Однажды я провожал ЛЮ к Книппер-Чеховой, которая пригласила ее на пятичасовый чай. ЛЮ принесла ей «Вишню в шоколаде», и мы чаевничали на балконе. Ольга Леонардовна была с перманентом, ухоженные руки. Одета она была в стеганую китайскую шелковую кофту.
Из разговора я запомнил, как Книппер-Чехова сказала, что МХАТ в теперешнем его виде изжил себя, что его нужно закрыть и в его помещении открыть другой театр, с другой программой и другими принципами. Нужны другие пьесы, другая режиссура, но актеров можно оставить. «Не всех, правда», заметила ЛЮ. Ольга Леонардовна засмеялась.
В другой раз на той же Николиной Горе, мы, гуляя, встретили Утесова, который приехал к кому-то в гости и прохаживался с хозяевами. С ним был его зять Альберт Гендельштейн. Оба они буквально бросились на ЛЮ, словно не видели ее сто лет, что, вероятно, так и было. Долго восклицали, а потом решили, что увяжутся за нею, а хозяева пойдут готовить ужин. «И повкуснее!» — крикнул им вслед Утесов.
Альберт говорил ЛЮ, как давно он ее любит, но Леонид Осипович заметил, что все же в два раза меньше, чем он, ибо Альберт в два раза моложе его:
— Я же увивался вокруг вас еще в Одессе в двадцатых годах. Помните?
— Не помню, ибо никогда не была в Одессе.
— Были! Были! Вы же приезжали туда с этим — как его? — у вас с ним был роман и останавливались вы в «Лондонской». Об этом говорил весь город!
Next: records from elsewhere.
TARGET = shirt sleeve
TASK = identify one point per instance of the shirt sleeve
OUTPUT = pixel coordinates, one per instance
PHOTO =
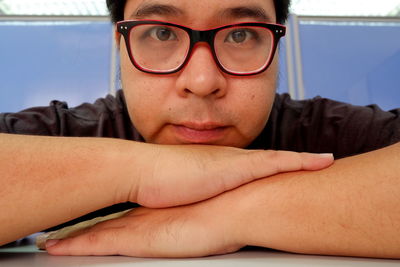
(107, 117)
(321, 125)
— Да, действительно. И «Лондонскую» помню, и пляж, и как у вас сидели до утра, тоже вспомнила, а вот поклонника не помню.
Все засмеялись. Подошли к дому ЛЮ, и она пригласила всех зайти поесть ягод. За столом она сказала, что Кирсанов подарил ей пластинку с песней Утесова на слова Семы (так они звали Кирсанова) «Есть город, который я вижу во сне».
— Я прослушала ее три раза, так она мне понравилась.
— Спасибо. Но больше этот босяк ничего для меня не пишет, сколько я его ни прошу. А когда он только приехал в Москву, то все время торчал у меня — ведь мы одесситы, — его папа написал мне, чтобы я не дал сбиться с пути его чаду. Сын добропорядочного портного — и вдруг эта московская богема…
— Ну, он попал в хорошие руки, за ним смотрели и вы, и Маяковский.
— А что вы думаете? Конечно, ему повезло.
— Вы должны помнить, как Сема картавил, когда приехал в Москву, и его чудовищный акцент. Но все время рвался читать стихи на эстраде. Володя сказал ему, что он должен любой ценой избавиться от этих недостатков, ибо его пафос неумолимо превращается в гротеск. Я отвела его к моему дальнему родственнику, логопеду, который лечил от заикания и попросила его наладить Семину речь. И он стал давать ему уроки дикции.